En primer lugar veo que se sienten ciudadanos del Ecuador y caminantes del mundo. Que no se engañan frente a la problemática que los rodea, pero que nunca han cerrado las fronteras hacia horizontes más amplios. Cuando optaron por el extranjero, viven con la mirada puesta en esta tierra con la que mantienen vínculos afectivos y laborales. Observo que son espontáneos ejercitantes del sentido crítico, no aceptan con pasividad el mensaje ajeno porque han hecho natural analizar los que les llega por medio de voces, páginas y pantallas. Su adhesión a ideologías, religiones, partidos políticos, proviene de convencimientos.

Tienen fe en la ciencia y en la técnica. Hablan varios idiomas. Insertados en la vida empresarial luchan por empresas correctas que tratan justamente a sus empleados.

Naturalmente, no voy a caer en la candidez de las generalizaciones. También vi jóvenes capaces de hacer trampa, de utilizar a sus padres en su red de mentirijillas, de obedecer el impulso hormonal sin mucho obstáculo de la conciencia.
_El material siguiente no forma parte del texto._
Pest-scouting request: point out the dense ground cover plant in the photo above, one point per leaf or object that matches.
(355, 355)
Todo tenía una explicación en ese momento y la sigue teniendo ahora.

Lo importante es lo que ambos, profesora y ex alumno, hoy sabemos: que el balance personal se hace por dentro y que allí, en ese territorio íntimo, no hay engaño posible.

¿Cómo se llegó a tanto?, podría interrogarse. Haciendo elecciones a diario, diría yo, de la materia, del programa, del tema, de la respuesta adecuada para cada momento. No evadiendo ninguna pregunta. Cuando el libro elegido para trabajar no les gustaba, a mí me correspondía persuadirlos de que las exactas palabras de esa ficción, de ese discurso, nos estaban legando verdades a nuestra condición humana. Y hay mucho más para el análisis que no cabe en estas líneas.

Entiendo que el tiempo no ha detenido el afán de crecimiento. Nos encontramos, celebramos. Ahora los veo empeñados en educar a sus hijos de parecida manera.